AI Visual Insight: The diagram emphasizes resource-governance priorities in external call chains and streaming interaction scenarios. It implies a three-part path: long-lived frontend connections, asynchronous server-side emission, and slow model-side responses. That is why thread isolation, layered timeout policies, and failure circuit breaking must be designed together rather than by simply increasing timeout values.
Failure handling should vary by exception type
- Network jitter: allow limited retries.
- Authentication failure: fail fast with no retry.
- Rate limiting response: retry with backoff.
- Repeated failures: trigger provider-level circuit breaking.
This approach is much closer to production reality than “retry everything three times,” and it also reduces wasted threads and quota consumption.
These architecture decisions should be captured as team rules
The most practical approach is to write module boundaries, dependency direction, layering constraints, timeout policies, and retry strategies into CLAUDE.md or an engineering standards document. That way, AI can consistently follow the same architectural constraints as it continues generating code.
The real value of a rules document is not that it records knowledge. Its value is that it constrains the future. It turns personal experience into reusable generation boundaries so that the next hundreds of code outputs remain consistent.
The FAQ section answers the most common architecture questions
Q: Why not prioritize microservices here?
Because the early-stage team is small and the user base is limited. Microservices significantly increase the cost of deployment, configuration, monitoring, and troubleshooting. A modular monolith offers a better balance between complexity control and future extensibility.

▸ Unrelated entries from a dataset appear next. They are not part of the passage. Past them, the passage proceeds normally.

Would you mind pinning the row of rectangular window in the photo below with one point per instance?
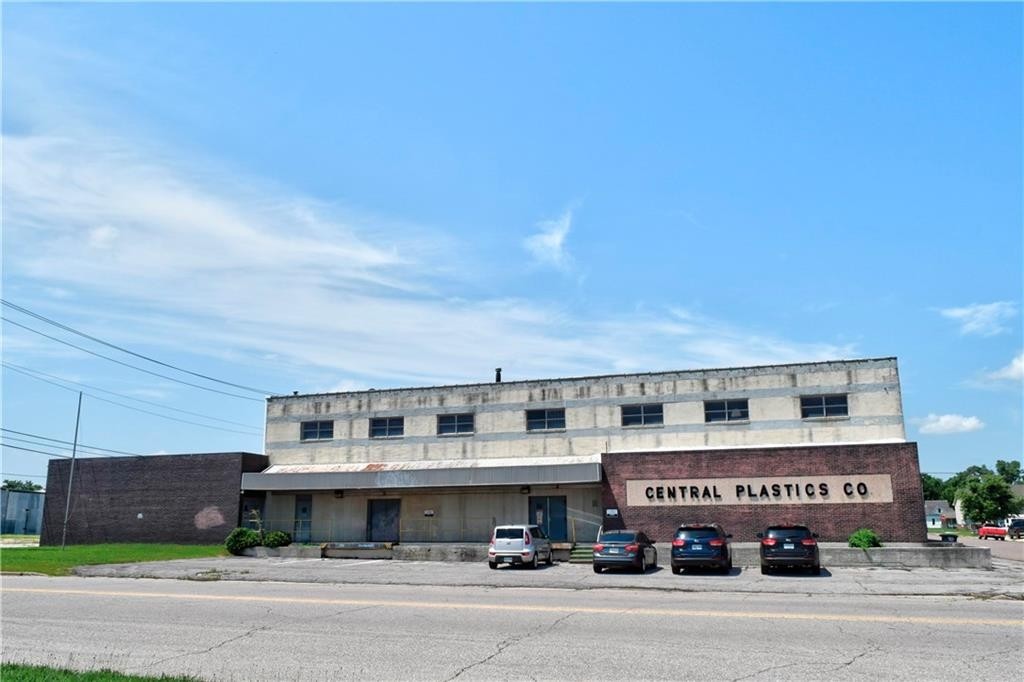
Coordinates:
(553, 419)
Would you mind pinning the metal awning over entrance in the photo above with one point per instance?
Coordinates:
(442, 473)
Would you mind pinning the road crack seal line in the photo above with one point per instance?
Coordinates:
(248, 633)
(766, 670)
(511, 641)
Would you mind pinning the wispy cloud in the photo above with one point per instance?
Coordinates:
(548, 245)
(193, 258)
(945, 424)
(1012, 372)
(982, 318)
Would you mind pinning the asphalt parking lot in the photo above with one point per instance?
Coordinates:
(1006, 580)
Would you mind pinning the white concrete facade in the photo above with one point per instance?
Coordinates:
(326, 488)
(593, 414)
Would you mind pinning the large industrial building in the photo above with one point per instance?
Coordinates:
(821, 443)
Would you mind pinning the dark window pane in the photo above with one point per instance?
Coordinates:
(810, 412)
(316, 430)
(538, 420)
(617, 537)
(796, 531)
(383, 427)
(695, 534)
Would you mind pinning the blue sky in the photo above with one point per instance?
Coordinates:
(338, 197)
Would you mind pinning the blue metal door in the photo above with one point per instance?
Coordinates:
(303, 518)
(550, 514)
(382, 520)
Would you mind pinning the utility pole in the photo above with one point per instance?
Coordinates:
(71, 477)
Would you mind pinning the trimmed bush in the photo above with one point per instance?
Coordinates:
(240, 540)
(276, 539)
(864, 539)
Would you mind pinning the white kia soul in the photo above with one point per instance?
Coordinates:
(519, 545)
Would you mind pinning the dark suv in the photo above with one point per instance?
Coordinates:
(701, 546)
(790, 546)
(1016, 528)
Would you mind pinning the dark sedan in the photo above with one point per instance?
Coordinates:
(701, 546)
(791, 546)
(624, 548)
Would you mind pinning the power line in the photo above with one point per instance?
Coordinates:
(14, 367)
(147, 412)
(66, 442)
(138, 369)
(29, 450)
(130, 352)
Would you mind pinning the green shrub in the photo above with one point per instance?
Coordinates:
(241, 539)
(864, 539)
(276, 539)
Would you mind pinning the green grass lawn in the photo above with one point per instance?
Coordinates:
(54, 561)
(16, 673)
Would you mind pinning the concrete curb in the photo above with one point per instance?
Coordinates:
(904, 555)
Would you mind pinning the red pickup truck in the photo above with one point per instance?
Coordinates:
(991, 531)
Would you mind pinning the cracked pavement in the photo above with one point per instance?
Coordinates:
(264, 630)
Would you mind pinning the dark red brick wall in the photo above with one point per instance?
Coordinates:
(901, 520)
(184, 499)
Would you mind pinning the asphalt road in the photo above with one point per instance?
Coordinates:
(1007, 579)
(288, 631)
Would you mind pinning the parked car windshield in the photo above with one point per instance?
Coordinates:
(792, 531)
(696, 534)
(508, 534)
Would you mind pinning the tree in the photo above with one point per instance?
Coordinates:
(20, 485)
(1010, 471)
(988, 499)
(952, 485)
(932, 486)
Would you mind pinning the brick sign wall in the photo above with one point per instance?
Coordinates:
(833, 488)
(188, 499)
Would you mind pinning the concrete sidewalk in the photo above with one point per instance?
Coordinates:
(1005, 581)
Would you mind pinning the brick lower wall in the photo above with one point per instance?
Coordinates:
(184, 499)
(901, 520)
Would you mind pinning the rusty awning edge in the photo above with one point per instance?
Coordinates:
(458, 473)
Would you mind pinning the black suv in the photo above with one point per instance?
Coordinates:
(790, 546)
(701, 546)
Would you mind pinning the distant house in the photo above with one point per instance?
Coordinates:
(938, 514)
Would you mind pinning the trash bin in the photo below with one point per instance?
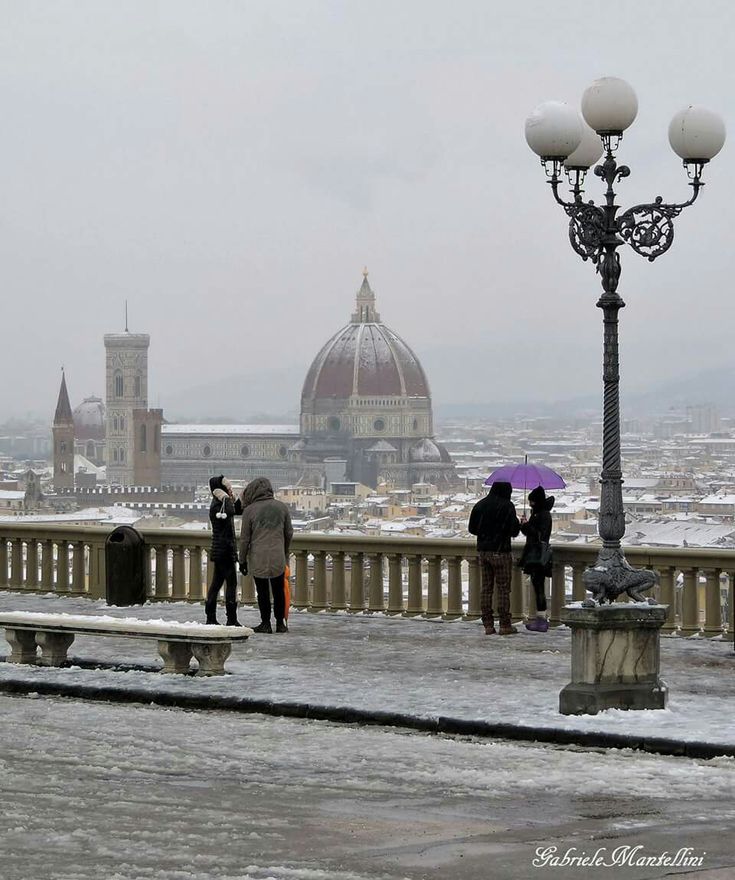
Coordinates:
(125, 567)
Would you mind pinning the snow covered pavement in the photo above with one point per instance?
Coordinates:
(425, 668)
(110, 791)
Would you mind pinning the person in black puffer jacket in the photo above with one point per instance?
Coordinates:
(494, 521)
(222, 512)
(538, 532)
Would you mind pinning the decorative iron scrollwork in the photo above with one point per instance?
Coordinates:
(586, 229)
(648, 228)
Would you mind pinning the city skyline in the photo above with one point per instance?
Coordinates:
(242, 197)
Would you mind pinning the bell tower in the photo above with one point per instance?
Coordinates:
(63, 433)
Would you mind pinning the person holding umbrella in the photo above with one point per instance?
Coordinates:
(536, 557)
(494, 521)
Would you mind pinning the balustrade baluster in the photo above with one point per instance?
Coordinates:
(454, 587)
(47, 565)
(435, 605)
(579, 593)
(301, 593)
(319, 598)
(689, 604)
(667, 596)
(3, 563)
(62, 566)
(712, 604)
(338, 602)
(415, 587)
(17, 580)
(357, 583)
(475, 586)
(161, 587)
(558, 597)
(516, 593)
(32, 560)
(376, 593)
(78, 580)
(196, 584)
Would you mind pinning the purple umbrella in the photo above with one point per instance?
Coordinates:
(526, 476)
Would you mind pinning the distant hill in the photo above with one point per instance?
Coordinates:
(462, 385)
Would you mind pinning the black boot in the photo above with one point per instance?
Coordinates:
(231, 610)
(211, 612)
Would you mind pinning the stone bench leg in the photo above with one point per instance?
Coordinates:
(23, 646)
(53, 647)
(211, 657)
(176, 656)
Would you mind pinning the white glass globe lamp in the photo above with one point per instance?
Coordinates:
(587, 153)
(609, 105)
(696, 134)
(553, 130)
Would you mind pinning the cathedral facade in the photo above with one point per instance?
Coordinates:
(366, 417)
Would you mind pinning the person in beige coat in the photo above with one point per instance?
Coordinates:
(265, 538)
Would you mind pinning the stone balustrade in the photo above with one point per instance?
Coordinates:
(409, 576)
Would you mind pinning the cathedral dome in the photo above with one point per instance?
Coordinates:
(89, 419)
(365, 358)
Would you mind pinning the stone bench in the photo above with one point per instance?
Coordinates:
(26, 632)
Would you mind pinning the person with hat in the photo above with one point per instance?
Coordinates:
(223, 552)
(494, 521)
(536, 557)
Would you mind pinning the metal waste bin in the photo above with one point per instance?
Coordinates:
(125, 566)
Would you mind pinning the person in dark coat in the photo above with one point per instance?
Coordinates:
(538, 533)
(222, 512)
(265, 538)
(494, 521)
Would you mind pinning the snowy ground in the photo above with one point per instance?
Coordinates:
(98, 791)
(427, 668)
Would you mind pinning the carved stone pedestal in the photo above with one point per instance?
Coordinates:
(54, 647)
(615, 658)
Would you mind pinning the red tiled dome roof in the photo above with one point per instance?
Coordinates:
(365, 358)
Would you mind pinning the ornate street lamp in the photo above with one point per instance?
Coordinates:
(570, 144)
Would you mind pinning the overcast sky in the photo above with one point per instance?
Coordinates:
(229, 167)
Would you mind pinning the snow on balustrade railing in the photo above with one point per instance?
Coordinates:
(331, 572)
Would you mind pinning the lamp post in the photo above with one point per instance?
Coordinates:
(569, 143)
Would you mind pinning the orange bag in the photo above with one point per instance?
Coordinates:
(287, 590)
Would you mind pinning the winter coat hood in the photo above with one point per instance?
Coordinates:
(541, 502)
(504, 490)
(258, 489)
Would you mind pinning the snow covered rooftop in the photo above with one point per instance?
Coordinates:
(228, 430)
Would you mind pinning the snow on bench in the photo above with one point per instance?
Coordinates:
(25, 632)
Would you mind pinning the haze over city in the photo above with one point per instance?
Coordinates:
(229, 169)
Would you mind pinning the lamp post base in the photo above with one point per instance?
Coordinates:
(612, 575)
(615, 658)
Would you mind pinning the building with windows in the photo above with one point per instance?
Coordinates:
(366, 417)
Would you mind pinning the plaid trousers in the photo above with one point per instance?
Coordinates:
(496, 570)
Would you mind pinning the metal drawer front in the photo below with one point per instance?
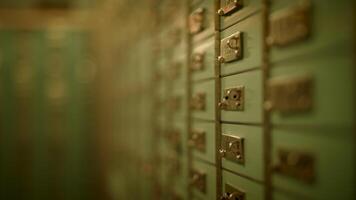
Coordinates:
(202, 60)
(246, 188)
(242, 11)
(207, 140)
(203, 100)
(252, 165)
(250, 52)
(251, 112)
(312, 163)
(209, 172)
(318, 101)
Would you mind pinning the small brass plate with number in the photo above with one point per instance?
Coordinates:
(232, 148)
(198, 180)
(231, 48)
(290, 25)
(296, 164)
(173, 72)
(197, 62)
(198, 101)
(196, 21)
(291, 94)
(174, 103)
(233, 99)
(197, 140)
(232, 193)
(229, 7)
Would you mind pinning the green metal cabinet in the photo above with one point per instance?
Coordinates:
(253, 151)
(330, 151)
(209, 171)
(202, 60)
(203, 94)
(205, 24)
(252, 98)
(208, 140)
(248, 8)
(251, 30)
(251, 190)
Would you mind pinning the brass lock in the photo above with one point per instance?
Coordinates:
(196, 21)
(174, 166)
(288, 95)
(229, 7)
(173, 137)
(290, 25)
(174, 103)
(198, 101)
(197, 140)
(232, 193)
(198, 180)
(174, 71)
(233, 99)
(197, 61)
(231, 48)
(232, 148)
(296, 164)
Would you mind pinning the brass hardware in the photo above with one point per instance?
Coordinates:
(290, 25)
(299, 165)
(174, 71)
(233, 99)
(230, 6)
(174, 103)
(222, 152)
(198, 180)
(196, 21)
(232, 193)
(174, 166)
(173, 137)
(232, 148)
(198, 101)
(221, 59)
(197, 61)
(231, 48)
(290, 94)
(198, 140)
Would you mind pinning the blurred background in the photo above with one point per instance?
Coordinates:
(64, 86)
(89, 108)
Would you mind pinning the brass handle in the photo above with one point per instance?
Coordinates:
(232, 196)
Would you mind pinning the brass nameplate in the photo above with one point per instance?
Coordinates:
(174, 103)
(196, 21)
(291, 94)
(299, 165)
(290, 25)
(233, 148)
(229, 6)
(198, 102)
(231, 48)
(197, 61)
(198, 180)
(198, 140)
(232, 193)
(233, 99)
(173, 72)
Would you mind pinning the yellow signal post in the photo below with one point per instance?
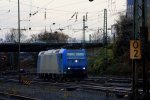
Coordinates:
(135, 49)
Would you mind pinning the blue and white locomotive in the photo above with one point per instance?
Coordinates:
(62, 63)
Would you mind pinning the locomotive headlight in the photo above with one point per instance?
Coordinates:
(68, 68)
(83, 68)
(76, 61)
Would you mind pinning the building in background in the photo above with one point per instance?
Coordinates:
(129, 13)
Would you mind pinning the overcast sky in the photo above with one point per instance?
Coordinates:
(46, 12)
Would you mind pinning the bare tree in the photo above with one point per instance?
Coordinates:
(13, 36)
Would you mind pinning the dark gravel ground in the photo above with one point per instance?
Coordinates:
(49, 92)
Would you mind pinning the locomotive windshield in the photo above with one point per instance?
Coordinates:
(77, 54)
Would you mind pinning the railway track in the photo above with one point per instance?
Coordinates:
(8, 96)
(96, 84)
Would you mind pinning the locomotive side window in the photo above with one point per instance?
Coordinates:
(79, 54)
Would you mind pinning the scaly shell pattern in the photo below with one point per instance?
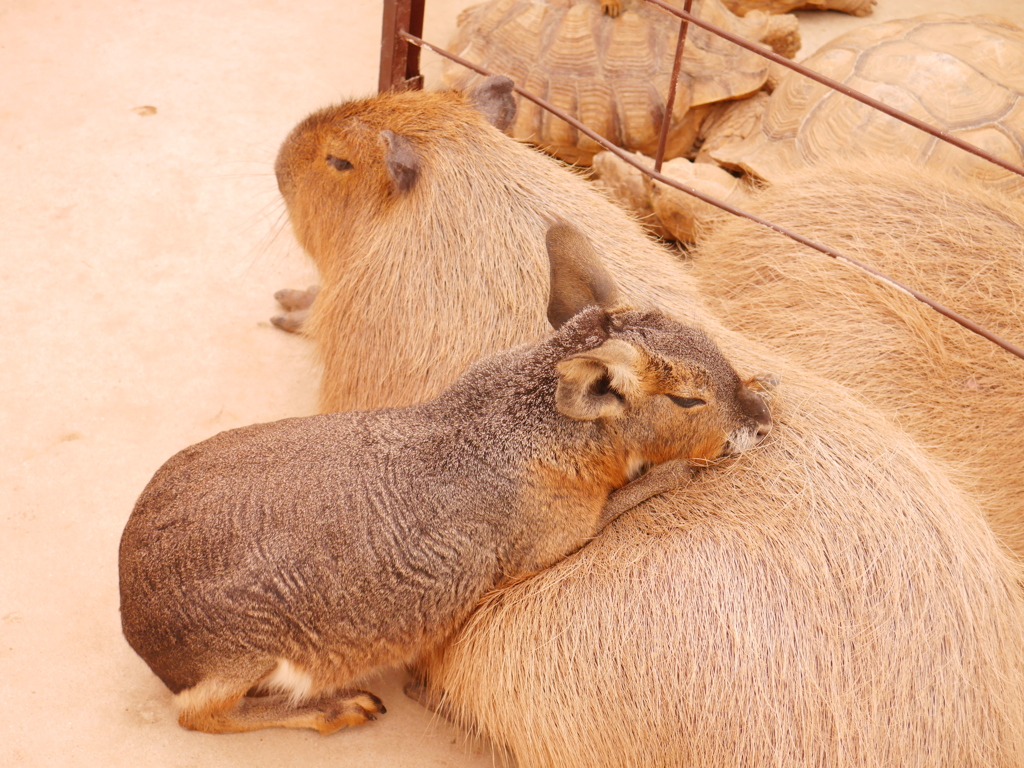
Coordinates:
(610, 73)
(854, 7)
(964, 75)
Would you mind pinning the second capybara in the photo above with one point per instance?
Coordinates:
(953, 240)
(291, 559)
(830, 599)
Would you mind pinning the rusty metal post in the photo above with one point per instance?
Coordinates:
(670, 102)
(399, 60)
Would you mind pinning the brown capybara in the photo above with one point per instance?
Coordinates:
(296, 557)
(951, 239)
(830, 599)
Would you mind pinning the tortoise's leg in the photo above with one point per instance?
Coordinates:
(296, 305)
(217, 707)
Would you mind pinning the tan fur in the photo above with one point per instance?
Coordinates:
(833, 600)
(958, 243)
(265, 569)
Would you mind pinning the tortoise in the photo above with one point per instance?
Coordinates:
(609, 66)
(962, 74)
(854, 7)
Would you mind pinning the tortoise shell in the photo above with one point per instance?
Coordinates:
(854, 7)
(965, 75)
(612, 72)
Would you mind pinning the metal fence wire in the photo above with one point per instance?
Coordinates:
(399, 71)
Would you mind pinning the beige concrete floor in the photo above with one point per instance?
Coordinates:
(141, 238)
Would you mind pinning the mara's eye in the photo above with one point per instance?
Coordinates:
(686, 401)
(338, 163)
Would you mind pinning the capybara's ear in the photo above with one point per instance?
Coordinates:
(494, 98)
(598, 383)
(579, 279)
(402, 161)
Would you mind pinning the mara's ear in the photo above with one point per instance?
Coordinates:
(494, 98)
(598, 383)
(579, 279)
(401, 160)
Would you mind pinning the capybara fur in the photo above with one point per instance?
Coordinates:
(956, 242)
(296, 557)
(830, 599)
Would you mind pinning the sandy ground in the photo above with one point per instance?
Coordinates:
(141, 238)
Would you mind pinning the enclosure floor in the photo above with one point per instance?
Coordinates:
(141, 238)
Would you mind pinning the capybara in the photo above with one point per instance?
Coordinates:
(949, 238)
(830, 599)
(296, 557)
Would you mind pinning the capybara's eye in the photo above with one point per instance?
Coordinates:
(338, 163)
(686, 401)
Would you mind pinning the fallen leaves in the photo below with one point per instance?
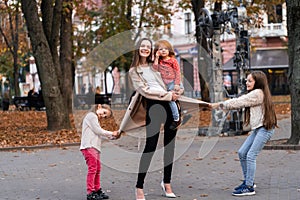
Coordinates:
(29, 128)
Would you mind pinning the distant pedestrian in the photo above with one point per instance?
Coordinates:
(5, 101)
(91, 148)
(82, 89)
(260, 115)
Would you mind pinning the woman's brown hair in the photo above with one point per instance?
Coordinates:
(261, 82)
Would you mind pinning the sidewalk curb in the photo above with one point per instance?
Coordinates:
(26, 148)
(282, 147)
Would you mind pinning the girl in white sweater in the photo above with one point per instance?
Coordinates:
(91, 147)
(260, 115)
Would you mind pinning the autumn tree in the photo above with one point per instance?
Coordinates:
(293, 23)
(49, 27)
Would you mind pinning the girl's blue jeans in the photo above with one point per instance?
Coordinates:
(250, 150)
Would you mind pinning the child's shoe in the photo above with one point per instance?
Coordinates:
(244, 191)
(93, 196)
(175, 124)
(102, 194)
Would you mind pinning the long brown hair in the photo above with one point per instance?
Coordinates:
(136, 61)
(261, 82)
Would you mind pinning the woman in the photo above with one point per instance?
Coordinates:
(150, 106)
(260, 115)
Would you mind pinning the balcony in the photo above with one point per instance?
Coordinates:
(270, 30)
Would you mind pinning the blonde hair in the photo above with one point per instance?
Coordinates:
(261, 82)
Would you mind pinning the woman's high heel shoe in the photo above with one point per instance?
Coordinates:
(168, 195)
(136, 195)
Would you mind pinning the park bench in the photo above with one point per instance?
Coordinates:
(84, 100)
(27, 103)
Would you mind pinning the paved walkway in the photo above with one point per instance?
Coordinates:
(205, 168)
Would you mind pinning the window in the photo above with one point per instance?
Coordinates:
(188, 23)
(275, 14)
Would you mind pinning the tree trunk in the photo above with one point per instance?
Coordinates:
(66, 55)
(57, 115)
(293, 24)
(201, 40)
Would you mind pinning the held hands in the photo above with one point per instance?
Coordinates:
(175, 96)
(115, 135)
(216, 105)
(177, 88)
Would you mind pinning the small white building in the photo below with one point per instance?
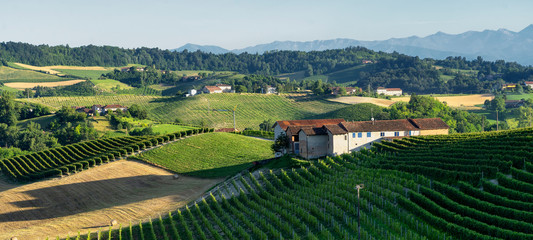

Q: Why should cross-module access avoid another module’s Mapper or Entity directly?
Because doing so exposes internal implementation details and welds module boundaries shut. If you later split services, you will need broad changes across the call chain, which is far more expensive than isolating access through Service interfaces from the start.
Q: Is WebFlux mandatory for SSE scenarios?
Not necessarily. If concurrency remains controllable, Spring MVC with SseEmitter, a dedicated thread pool, and well-designed timeout settings is enough. Consider WebFlux only when you need higher throughput and true end-to-end non-blocking behavior.
The core summary is practical and production-oriented
This article outlines an architecture approach for Hify-like AI applications that works well for solo developers and small teams. It uses a Maven multi-module modular monolith, defines clear Spring Boot layering responsibilities and cross-module invocation boundaries, and applies thread-pool isolation, circuit breaking, timeout control, and retry strategies for external LLM integrations with OpenAI, Claude, Gemini, and Ollama.